Diğer eli cebindeydi. Ama yinede yumruk yaptığı anlaşılıyordu. Sinirlenmişti büyük ihtimal ama dışarı vurmamaya çalışıyordu. Kacchan'ı durdurdum ve önüne geçip cebindeki elini çıkardım. Tahmin ettiğim gibi sıkıyordu.

"Kacchan sinirlenme. Herkes ağlayabilir."

"Ben ağlamam."

"Yaa öylemi?"

"Sen istisnasın. Ama o değil."

"Eh peki madem."

Koluna girdim ve yürümeye devam ettik. Eve geldiğimizde ikimizde buz gibiydik. Yaz akşamı olmasına rağmen kısa kollularla çıktığımızdan kollarımız donmuştu. İkimiz de rahat bişeyler giydik ve salona gittik. Kacchan lavaboya gitmem gerek diyerek yanımdan ayrıldı.

Katsuki'den

Lavaboya gitmem gerek diyerek salondan çıktım ve banyoya gittim. Kapıyı kapattım ve kilitledim. Aslında çok sinirlenmiştim. Ama izuku'ya belli etmek istemedim. Kırıcak bişeyler lazımdı bana. Yani benim evde olmadığımız için bişeyle dokunmak yanlış olurdu. Cebimde telefonum vardı. Kırsam ne olur ki? Aman banane. Aldım elime iki elimle büktüm. Sonra diğer tarafa ve yine çevirdim. Eveet parçalama işi bittiğine göre sövmeye geçebiliriz...

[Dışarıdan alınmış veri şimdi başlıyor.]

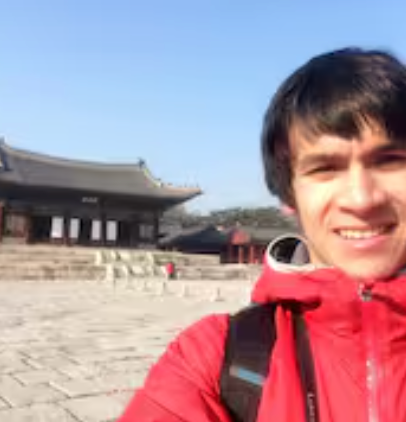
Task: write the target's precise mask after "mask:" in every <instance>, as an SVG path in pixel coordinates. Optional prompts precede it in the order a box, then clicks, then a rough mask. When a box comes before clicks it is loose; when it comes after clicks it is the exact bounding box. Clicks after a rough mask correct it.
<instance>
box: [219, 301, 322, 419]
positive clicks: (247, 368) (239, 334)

Nerdeyse yarım saat boyunca sövdükten sonra bu kadarı yeterli diyip çıktım. Hala sövebilirim gerçi de gerek yok. Salona gittiğimde koltukta bir köşeye kıvrılıp uyumuş olan izuku'yu gördüm. Üşümüştür kesin. Yanına gidip baktığımda terlediğini gördüm. Ayrıca yüz ifadesi de korktuğunu gösteriyordu. Ve hafiften de sesler geliyordu.

"H-hayır..."

Ne olduğunu anlamamıştım ama uyandırsam iyi olabilirdi. Yanına gittim ve hafifçe dürttüm. Titremeye başladı.

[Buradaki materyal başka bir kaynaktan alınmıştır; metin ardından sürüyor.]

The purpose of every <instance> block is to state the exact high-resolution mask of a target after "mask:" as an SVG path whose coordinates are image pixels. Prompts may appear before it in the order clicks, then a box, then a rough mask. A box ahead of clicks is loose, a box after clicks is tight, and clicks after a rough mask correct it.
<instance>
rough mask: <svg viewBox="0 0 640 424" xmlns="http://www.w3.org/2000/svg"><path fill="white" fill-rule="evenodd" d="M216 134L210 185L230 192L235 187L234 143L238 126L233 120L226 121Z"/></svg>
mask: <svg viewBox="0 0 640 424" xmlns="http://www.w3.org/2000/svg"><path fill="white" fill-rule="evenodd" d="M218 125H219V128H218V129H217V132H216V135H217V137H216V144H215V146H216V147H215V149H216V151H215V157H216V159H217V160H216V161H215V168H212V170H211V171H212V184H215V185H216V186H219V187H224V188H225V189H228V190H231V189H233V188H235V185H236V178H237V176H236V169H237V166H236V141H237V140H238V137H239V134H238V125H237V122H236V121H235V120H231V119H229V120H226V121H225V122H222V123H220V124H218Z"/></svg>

Aghh! Napıcaam? Yavaşça kaldırıp kucağıma oturttum ve sarıldım.  Kollarını bana sardı. NE Yani uyanık mıydı?! Kollarımı ona doladım ve bir elimle saçlarını okşadım. Hafif hafif sessizce ağlıyordu. Kendisini tutmaya çalışıyordu. Kafasını kaldırdığımda gözleri kapalıydı. Uyanık mı değil mi anlamadım ki! Kafasını tekrar indirdim ve sırtını okşamaya başladım. Titremesi yavaş yavaş azalıyordu ama hala hıçkırmamak için kendini kasıyordu.